Background: Phenylurea herbicides are one of the most important and widely used pesticides in the world. Due to its potential persistence and toxicity in the aquatic environment, it poses certain risks to the ecological environment and human health. Studying the photochemical degradation behavior of herbicides is important for understanding the degradation and transformation fate in the environment.
Results: This study evaluated the effectiveness of direct and indirect photo-degradation of the herbicides isopropiron (IUP) and methylamine (MN), investigating the influence of operational variables (initial herbicide concentration and light sources) and initial of induced nitrate concentration on these processes in aqueous solution. We also introduced a new technology of compound-specific isotope analysis (CSIA) to provide deeper information of the photochemical degradation mechanism. Results showed that the light source and the initial concentration have an important effect on the degradation of herbicides IUP and MN. The photolysis rate under the Hg lamp is higher than photolysis rate under Xe lamps.

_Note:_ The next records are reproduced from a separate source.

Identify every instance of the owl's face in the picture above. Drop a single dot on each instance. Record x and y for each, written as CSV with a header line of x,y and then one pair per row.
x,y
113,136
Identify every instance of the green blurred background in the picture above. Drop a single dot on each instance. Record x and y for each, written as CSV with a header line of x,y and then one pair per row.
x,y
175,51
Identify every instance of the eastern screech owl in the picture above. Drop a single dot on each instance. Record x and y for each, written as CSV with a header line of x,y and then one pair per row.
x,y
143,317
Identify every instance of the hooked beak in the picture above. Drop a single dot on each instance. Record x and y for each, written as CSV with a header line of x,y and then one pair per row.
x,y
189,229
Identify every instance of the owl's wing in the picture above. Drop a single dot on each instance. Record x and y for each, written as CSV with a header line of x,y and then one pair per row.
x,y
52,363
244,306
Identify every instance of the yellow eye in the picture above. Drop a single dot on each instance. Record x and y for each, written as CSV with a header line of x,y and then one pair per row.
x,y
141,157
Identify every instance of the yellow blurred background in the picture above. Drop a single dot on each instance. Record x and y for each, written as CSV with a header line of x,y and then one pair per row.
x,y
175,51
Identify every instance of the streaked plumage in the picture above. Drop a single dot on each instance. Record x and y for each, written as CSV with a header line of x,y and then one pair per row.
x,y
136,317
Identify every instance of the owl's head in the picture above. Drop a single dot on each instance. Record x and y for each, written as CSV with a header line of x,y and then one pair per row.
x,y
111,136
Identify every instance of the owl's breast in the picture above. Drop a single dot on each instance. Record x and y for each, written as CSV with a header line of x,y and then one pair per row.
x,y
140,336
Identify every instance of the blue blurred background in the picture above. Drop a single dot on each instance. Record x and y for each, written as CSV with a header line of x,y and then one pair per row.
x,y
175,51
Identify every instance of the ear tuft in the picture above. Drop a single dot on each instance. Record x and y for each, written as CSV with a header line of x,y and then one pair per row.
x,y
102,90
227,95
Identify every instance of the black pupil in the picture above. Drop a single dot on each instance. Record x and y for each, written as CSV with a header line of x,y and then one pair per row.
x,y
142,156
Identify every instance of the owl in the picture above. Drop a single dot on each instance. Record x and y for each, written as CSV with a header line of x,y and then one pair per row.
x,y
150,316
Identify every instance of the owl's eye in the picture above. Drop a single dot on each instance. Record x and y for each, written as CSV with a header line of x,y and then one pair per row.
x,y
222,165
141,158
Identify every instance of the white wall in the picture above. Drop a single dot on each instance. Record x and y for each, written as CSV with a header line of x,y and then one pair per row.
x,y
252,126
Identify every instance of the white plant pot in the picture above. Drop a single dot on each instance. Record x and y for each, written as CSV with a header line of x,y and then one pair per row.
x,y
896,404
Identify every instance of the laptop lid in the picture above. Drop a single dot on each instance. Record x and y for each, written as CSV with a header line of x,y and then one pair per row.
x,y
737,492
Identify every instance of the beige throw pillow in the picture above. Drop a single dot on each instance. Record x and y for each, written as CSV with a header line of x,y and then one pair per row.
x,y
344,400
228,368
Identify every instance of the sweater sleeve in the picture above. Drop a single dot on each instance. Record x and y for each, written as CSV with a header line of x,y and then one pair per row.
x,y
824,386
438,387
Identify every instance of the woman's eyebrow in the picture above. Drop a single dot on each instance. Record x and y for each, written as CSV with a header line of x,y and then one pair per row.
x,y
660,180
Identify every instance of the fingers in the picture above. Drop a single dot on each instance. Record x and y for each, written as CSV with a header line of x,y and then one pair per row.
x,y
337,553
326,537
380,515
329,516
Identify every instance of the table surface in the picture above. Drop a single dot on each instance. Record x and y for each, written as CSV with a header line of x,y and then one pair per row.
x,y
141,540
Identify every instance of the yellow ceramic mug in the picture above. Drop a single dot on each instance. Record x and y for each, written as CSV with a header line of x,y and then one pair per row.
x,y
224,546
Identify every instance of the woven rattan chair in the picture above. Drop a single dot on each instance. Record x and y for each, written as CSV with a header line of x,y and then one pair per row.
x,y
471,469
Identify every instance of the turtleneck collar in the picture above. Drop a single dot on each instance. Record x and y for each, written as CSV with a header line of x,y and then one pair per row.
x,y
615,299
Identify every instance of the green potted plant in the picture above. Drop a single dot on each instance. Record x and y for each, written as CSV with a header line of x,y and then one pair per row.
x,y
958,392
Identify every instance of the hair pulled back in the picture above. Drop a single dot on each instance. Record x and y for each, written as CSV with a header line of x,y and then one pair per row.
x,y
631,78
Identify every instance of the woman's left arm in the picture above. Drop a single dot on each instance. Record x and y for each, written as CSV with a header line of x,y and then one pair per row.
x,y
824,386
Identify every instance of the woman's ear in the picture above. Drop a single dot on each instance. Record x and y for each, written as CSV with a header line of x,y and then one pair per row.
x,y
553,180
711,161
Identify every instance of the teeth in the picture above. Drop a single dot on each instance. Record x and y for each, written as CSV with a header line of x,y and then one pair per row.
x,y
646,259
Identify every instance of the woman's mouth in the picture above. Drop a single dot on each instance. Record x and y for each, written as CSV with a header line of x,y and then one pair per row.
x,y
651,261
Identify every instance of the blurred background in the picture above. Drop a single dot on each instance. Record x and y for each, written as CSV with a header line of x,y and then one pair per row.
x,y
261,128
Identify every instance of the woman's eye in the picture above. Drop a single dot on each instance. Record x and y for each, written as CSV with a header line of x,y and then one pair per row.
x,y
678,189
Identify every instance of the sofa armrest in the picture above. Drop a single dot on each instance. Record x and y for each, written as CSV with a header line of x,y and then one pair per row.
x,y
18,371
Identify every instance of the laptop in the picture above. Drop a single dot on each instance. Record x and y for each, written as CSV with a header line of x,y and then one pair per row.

It is found that photolysis kinetics of herbicides were consistent with the quasi-first order model, and the photolysis rate decreases with the increasing of the initial concentration. In indirect photodegradation, the degradation rate increases with increasing NO 3 − concentration at low concentrations of pesticides (8 mg/L); while the degradation rate decreases with increasing NO 3 − concentration at high concentrations of pesticides (30 mg/L ). According to the isotope fractionation, photolysis of IUP exhibits normal carbon isotope fractionation with the degradation rate increases, and the stable isotope enrichment factors under different photolysis pathways are different. In the indirect photo-degradation process, no significant fractionation of nitrogen isotopes occurred, and stable nitrogen isotopes fractionation could not be fitted well in either of the two photodegradation pathways.
Conclusion: Therefore, the structure and chemical characteristics of the molecules of herbicides play a determinant role in their photodegradation. The CSIA is useful both for a mechanism-based evaluation of experimental results and as a valuable tool to explore transformation pathways for organic pollutants in different environmental systems.